Cards From You makes it straightforward to send that card without it feeling like a last-minute afterthought. Every card is handwritten in real ink by a human writer, then mailed directly to your recipient anywhere in the United States. You write your own message — something honest and specific to the person, not a generic platitude — and choose when it goes out. You can schedule it for the day you hear the news or a few weeks later, when the initial shock has faded and the quiet discouragement tends to set in hardest. That second send date, frankly, is often the more powerful one.
Both moments matter, but for different reasons. Sending within the first week acknowledges the news and shows you're paying attention. Sending two to four weeks later — when the initial outpouring of support has dried up but the job search grind is fully underway — can actually hit harder, because it shows you're still thinking about them.
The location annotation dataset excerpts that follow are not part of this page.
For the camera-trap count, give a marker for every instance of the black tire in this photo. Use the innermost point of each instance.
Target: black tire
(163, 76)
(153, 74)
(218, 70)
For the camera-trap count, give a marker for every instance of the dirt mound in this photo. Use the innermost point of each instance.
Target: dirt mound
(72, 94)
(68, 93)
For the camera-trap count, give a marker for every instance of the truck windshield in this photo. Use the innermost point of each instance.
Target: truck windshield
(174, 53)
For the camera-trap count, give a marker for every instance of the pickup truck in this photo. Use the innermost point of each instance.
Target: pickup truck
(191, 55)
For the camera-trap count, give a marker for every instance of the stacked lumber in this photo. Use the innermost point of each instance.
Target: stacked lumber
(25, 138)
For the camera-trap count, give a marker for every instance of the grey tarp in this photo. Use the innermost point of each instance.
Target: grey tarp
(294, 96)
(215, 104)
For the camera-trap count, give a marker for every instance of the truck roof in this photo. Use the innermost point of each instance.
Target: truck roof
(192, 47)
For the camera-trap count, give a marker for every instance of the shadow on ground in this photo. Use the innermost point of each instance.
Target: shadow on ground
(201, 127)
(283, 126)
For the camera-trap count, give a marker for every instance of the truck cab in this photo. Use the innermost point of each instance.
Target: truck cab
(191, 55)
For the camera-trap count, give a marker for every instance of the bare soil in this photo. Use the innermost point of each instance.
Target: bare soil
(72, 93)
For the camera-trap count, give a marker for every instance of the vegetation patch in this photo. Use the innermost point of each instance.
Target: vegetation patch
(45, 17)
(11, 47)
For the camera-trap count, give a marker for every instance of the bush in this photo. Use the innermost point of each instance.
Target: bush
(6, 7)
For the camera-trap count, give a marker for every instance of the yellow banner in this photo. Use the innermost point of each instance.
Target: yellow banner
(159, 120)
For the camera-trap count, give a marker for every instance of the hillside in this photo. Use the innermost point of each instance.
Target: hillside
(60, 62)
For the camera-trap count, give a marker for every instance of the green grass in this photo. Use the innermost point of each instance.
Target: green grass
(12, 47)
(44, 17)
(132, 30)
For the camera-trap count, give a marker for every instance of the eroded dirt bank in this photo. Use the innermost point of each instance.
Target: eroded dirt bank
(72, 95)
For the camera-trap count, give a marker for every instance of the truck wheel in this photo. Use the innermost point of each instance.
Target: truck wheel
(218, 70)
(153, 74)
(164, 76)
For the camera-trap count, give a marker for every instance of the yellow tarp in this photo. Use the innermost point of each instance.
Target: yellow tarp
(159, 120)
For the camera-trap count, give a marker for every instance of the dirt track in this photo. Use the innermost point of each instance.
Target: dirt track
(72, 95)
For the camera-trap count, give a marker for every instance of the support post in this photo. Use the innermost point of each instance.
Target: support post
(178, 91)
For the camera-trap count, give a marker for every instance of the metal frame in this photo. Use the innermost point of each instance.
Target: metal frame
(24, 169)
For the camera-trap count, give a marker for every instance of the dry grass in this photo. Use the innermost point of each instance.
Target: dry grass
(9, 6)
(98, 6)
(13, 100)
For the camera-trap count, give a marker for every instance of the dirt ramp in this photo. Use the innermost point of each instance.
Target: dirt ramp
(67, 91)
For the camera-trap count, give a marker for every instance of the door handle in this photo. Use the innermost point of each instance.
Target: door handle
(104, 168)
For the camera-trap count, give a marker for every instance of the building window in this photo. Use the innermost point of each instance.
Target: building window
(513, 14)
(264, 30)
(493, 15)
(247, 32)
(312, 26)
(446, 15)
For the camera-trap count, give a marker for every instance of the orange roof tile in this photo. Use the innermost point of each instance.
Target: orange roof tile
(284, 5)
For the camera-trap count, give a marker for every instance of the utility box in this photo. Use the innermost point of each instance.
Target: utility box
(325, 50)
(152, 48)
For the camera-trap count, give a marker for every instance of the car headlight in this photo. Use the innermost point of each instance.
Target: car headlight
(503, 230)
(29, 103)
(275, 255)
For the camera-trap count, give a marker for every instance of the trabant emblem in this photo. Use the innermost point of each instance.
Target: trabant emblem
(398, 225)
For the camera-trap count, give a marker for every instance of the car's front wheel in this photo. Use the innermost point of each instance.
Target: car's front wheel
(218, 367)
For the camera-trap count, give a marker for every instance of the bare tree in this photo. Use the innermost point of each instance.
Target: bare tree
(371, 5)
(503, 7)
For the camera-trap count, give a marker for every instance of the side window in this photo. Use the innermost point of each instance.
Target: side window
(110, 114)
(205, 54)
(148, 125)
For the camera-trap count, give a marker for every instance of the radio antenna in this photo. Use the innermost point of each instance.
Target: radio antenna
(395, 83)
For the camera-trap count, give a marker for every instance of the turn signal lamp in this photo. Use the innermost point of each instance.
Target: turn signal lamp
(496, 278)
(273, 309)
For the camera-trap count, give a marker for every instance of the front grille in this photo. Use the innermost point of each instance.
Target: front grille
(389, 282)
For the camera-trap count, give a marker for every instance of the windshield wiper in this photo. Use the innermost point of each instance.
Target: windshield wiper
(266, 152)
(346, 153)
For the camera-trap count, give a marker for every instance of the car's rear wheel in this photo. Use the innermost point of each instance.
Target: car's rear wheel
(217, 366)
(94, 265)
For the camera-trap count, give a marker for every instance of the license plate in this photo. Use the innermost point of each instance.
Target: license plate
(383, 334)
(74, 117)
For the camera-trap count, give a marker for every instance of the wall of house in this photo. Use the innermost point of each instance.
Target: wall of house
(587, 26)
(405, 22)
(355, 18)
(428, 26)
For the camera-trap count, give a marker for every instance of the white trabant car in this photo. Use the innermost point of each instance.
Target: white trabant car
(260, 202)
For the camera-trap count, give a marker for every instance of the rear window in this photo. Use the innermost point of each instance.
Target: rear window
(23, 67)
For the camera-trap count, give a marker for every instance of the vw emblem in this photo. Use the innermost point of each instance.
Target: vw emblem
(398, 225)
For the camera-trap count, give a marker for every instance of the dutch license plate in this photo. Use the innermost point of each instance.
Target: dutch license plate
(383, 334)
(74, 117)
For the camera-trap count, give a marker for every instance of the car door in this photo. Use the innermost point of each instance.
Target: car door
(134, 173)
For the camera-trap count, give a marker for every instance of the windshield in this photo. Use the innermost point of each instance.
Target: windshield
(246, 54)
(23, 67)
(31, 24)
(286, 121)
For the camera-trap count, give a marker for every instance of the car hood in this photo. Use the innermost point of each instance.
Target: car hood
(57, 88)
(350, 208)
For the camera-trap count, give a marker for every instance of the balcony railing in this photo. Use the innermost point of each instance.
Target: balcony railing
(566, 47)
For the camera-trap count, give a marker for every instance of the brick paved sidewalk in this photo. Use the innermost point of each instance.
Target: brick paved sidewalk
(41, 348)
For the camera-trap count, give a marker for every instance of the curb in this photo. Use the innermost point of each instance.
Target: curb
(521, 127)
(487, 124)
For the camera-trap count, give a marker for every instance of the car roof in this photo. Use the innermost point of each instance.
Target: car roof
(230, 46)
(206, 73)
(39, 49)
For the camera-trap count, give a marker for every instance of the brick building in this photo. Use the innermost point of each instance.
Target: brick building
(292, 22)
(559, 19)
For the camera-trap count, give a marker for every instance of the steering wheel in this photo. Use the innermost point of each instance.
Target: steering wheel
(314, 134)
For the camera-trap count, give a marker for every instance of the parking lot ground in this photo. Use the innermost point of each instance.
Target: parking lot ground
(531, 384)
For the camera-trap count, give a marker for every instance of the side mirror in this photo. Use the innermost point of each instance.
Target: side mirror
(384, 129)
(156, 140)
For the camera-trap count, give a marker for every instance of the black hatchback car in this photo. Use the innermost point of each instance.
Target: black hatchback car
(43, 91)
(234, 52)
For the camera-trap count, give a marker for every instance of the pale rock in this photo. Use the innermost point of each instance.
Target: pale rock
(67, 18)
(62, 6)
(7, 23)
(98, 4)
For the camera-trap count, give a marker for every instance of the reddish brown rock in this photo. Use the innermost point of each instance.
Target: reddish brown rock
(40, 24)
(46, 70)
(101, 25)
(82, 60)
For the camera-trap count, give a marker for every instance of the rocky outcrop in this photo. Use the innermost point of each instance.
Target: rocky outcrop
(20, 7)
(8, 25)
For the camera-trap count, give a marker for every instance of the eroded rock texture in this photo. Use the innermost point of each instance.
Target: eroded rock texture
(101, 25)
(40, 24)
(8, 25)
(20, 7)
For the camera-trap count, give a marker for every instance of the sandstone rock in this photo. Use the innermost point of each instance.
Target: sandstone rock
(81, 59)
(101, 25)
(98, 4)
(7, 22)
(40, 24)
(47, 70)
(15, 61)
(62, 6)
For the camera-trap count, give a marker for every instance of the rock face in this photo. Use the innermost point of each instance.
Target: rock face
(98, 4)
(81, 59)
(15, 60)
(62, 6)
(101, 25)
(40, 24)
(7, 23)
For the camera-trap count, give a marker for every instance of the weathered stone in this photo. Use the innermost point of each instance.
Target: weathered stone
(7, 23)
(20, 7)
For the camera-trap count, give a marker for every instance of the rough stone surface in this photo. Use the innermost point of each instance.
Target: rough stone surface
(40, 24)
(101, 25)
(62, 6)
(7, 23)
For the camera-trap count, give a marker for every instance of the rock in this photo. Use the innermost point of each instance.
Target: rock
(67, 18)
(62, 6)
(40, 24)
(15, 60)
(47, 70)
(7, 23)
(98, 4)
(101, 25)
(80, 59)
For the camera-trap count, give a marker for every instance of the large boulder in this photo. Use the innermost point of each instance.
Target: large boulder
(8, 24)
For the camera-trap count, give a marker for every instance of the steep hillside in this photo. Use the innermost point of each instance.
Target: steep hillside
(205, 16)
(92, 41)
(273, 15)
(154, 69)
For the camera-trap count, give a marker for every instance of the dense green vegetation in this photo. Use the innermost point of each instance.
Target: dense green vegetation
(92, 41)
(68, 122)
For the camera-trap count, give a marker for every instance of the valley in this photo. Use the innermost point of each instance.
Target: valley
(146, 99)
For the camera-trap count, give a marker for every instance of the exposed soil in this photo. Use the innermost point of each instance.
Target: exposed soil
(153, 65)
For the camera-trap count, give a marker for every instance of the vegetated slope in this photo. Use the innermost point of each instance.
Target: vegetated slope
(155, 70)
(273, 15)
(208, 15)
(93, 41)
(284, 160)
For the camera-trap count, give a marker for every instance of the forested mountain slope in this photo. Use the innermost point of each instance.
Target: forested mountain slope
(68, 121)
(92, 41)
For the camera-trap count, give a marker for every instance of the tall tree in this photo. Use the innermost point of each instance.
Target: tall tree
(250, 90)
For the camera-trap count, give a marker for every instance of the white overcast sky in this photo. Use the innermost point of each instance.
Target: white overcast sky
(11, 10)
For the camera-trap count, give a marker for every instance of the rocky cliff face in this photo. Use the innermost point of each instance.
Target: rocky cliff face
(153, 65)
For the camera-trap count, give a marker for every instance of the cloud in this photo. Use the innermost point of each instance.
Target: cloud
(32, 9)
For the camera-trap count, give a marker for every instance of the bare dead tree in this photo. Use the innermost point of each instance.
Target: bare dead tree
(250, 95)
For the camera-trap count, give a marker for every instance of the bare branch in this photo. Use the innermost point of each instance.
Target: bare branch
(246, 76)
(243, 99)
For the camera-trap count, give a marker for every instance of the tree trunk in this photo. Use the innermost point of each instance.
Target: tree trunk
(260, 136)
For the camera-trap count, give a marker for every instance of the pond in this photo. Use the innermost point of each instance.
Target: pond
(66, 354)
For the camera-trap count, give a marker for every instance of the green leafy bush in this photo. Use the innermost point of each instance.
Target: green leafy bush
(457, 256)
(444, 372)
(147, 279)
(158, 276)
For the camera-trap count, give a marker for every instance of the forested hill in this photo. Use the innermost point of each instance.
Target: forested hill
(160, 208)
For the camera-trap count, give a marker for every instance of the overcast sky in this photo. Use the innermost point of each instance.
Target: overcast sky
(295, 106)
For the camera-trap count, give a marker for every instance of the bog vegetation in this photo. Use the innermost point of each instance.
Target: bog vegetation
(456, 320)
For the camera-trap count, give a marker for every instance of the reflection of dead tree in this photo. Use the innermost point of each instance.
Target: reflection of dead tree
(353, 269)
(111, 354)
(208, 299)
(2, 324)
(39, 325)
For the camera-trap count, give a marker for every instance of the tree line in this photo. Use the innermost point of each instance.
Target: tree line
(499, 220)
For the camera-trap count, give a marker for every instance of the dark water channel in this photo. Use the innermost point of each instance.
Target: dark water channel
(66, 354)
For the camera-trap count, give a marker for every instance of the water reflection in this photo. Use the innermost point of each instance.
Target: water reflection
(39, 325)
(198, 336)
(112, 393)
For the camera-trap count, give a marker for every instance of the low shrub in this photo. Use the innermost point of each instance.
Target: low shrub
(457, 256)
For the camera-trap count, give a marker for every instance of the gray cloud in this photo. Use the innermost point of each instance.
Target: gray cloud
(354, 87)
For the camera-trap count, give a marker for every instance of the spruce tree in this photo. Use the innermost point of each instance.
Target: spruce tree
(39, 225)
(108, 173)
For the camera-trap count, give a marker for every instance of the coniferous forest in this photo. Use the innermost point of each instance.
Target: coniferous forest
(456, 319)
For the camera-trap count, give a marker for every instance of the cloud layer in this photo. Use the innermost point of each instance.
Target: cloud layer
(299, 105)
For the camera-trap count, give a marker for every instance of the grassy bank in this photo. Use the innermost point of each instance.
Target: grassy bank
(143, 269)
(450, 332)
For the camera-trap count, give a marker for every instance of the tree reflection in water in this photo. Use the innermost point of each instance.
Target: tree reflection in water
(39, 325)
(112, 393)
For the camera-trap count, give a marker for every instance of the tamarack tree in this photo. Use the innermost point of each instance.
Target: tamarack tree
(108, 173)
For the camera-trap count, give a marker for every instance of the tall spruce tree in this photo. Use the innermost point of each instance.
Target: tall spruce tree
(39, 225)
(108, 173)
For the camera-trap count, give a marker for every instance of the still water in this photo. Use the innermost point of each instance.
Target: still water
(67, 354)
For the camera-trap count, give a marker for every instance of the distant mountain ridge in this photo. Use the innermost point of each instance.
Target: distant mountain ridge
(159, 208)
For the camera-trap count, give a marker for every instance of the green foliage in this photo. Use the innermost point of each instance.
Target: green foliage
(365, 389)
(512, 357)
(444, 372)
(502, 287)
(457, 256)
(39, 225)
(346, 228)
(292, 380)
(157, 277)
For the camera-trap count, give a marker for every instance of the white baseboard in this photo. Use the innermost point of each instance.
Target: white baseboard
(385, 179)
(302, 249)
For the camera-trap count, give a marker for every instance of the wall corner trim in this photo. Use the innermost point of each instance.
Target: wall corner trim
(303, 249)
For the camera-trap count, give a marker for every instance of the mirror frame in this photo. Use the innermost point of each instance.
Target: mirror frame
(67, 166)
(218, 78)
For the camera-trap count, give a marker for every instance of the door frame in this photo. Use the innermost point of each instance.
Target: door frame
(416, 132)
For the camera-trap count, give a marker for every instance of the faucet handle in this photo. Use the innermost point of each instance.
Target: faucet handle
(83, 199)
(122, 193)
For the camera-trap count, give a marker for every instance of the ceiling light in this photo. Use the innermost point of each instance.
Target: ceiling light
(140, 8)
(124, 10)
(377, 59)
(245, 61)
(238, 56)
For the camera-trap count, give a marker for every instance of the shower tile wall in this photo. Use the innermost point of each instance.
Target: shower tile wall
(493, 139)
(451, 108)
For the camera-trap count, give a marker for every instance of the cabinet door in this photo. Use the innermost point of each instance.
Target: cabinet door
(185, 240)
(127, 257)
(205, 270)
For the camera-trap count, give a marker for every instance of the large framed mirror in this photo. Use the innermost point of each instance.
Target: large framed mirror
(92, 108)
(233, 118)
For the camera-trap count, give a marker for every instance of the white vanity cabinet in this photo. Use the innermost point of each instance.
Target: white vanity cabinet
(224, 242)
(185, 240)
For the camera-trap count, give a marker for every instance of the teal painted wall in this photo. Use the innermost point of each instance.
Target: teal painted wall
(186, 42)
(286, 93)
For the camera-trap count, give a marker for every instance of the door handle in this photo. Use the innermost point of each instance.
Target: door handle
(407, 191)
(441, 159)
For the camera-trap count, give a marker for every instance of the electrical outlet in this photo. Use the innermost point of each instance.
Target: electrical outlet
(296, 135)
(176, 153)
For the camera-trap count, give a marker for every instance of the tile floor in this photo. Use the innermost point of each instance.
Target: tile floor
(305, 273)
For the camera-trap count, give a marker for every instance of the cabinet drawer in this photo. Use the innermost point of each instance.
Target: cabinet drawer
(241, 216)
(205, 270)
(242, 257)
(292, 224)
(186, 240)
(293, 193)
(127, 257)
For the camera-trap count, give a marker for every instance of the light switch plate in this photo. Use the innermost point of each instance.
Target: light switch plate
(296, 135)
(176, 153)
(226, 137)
Skip vague reassurances like 'everything happens for a reason' and write something specific to the person: acknowledge that it genuinely stinks, name one real strength you see in them, and keep it short. A sentence like 'I know how much that role meant to you, and I'm in your corner however this unfolds' is more useful than two paragraphs of optimism they didn't ask for.
A card to a colleague is appropriate and often more appreciated than people expect, precisely because colleagues rarely send them. Keep the tone professional but warm, avoid mentioning internal workplace politics, and focus on the person's abilities rather than the circumstances of the layoff or departure.